The difference of the viscosity ratio of oil to water was varied. This ratio was 236 for the vertical well or 1.4 and 2.5 times greater than that for the deviated and horizontal wells, respectively. Because of the high viscosity ratio of oil to water in this field, nonpiston displacement will usually cause water breakthrough that will result in lower efficiency of water displacement.

The well performance was also affected by the distance between the bottom perforations and the water/oil contact. This distance was 187 ft for the horizontal well, 34 ft for the deviated well, and only 2.6 ft for the vertical well. Moreover, the discontinuity of areal distribution of the tight stringers also contributed to well performance.

The tight stringers within the reservoir cannot prevent coning of the aquifer effectively, because the stringers are not distributed continuously over the entire reservoir. Water from the aquifer can break through and flow along the microfissures to the well bore.

The horizontal wells can slow down the coning process of the bottom water because of the tight stringers lying in the middle section of the reservoir (Geologic Unit C, Fig. 4).

RESERVES

A semilog coordinate plot was used to estimate the potential ultimate recovery of the wells. An approximate straight-line section was formed when cumulative oil and water production were plotted. These curves were used to estimate water drive controlled recovery.

For the horizontal well, water-drive-controlled reserves were estimated to be 4.2 times more than the deviated well and 7.4 times the vertical well.

Producing with a water cut, the recoveries of the horizontal well and the deviated well differed slightly. The horizontal well enhanced the recovery by 8.6% (Fig. 5).

AQUIFER PRESSURE

The tests confirmed the existence of bottom water drive energy. The pressure recorded in the vertical well after a short period of initial flow (due to packer failure) showed a liquid production rate ranging from 3,836 to 8,993 b/d and essentially a constant pressure (Fig. 6a).

Judging from the production profile, only small fluctuations in the bottom hole pressure occurred at the first stage of the test when the fluid rate was 5,000-6,415 b/d (Fig. 6b).

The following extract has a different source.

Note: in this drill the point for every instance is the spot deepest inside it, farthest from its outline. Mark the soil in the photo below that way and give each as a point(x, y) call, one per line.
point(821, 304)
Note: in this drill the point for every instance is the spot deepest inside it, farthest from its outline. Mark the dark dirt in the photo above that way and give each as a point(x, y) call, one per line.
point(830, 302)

Pressure data acquired from the aquifer (Fig. 6c) changed slightly. Pressure declined by 4 psi, from 1,871 psig before initial flow to 1,867 psig immediately before shut in, and then increased to 1,870 psig after shut-in. Therefore, good communication existed between the oil zone and the aquifer. This phenomenon also appeared in the deviated well.

Although the initial high production rate declined gradually while the pressure drawdown increased before stabilizing (Figs. 6d and 7), the extended drill stem test on the horizontal well indicated a high productivity with an average rate of 7,648 bo/d.

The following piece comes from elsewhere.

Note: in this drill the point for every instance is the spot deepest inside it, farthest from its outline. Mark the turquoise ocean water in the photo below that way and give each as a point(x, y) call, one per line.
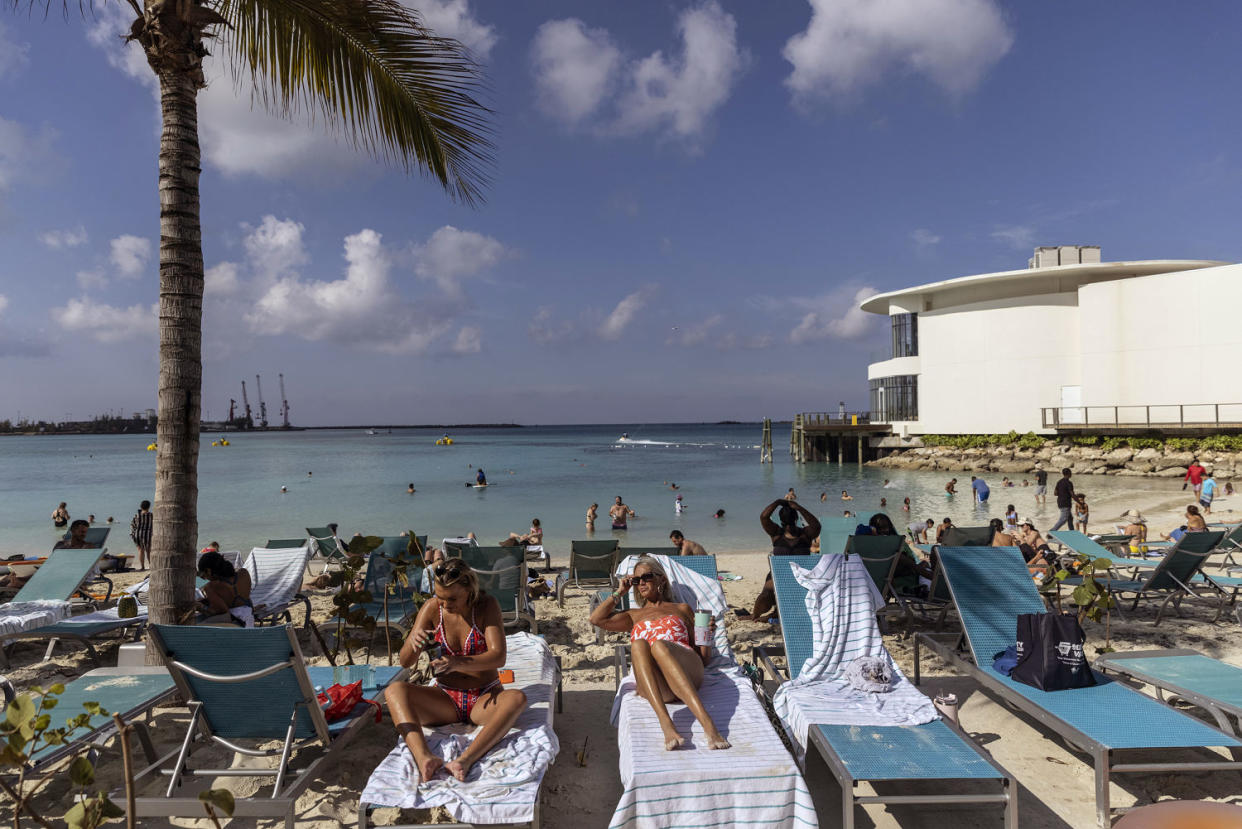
point(550, 472)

For example, at the second stage of the test, production rate during the initial flow decreased by 27%, from 12,371 to 9,031 b/d, while the production drawdown increased from 998 to 1,225 psi.

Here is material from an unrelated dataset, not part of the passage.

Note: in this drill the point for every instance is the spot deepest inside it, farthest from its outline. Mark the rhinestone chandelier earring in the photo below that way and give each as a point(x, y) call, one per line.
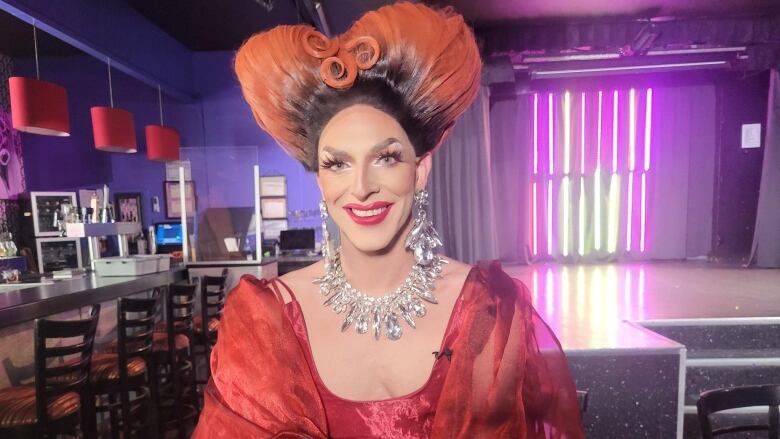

During the third stage of the test, the average production rate was 10,132 b/d for the first 4.8 days, and the average production drawdown was 1,126 psi. As time went by, higher production drawdown, 1,144-1,208 psi, was maintained but the production rate declined gradually from 8,868 to 8,069 b/d.

The decline is believed to be caused by insufficient natural energy.

The aquifer could provide single-well production with certain bottom water drive energy, and could meet the need for a relatively low recovery rate. However, if the oil field is put on production with horizontal wells at a recovery rate greater than 10% (calculated from recoverable reserve), the aquifer energy will be unable to satisfy the energy requirement. Therefore, additional energy supply needs to be included in the development program.

DEVELOPMENT COST

Drilling cost of the deviated well was the highest at $985/ft. This was followed by the horizontal well at $623/ft.

The cost of the horizontal well was 1.9 times that of the vertical well, but 44.8% lower than that of the deviated well.

For production, the large discharge capacity electric submersible pumps will have to be protected from corrosion because of the high hydrogen sulfide content, 5,000-6,000 ppm after separation.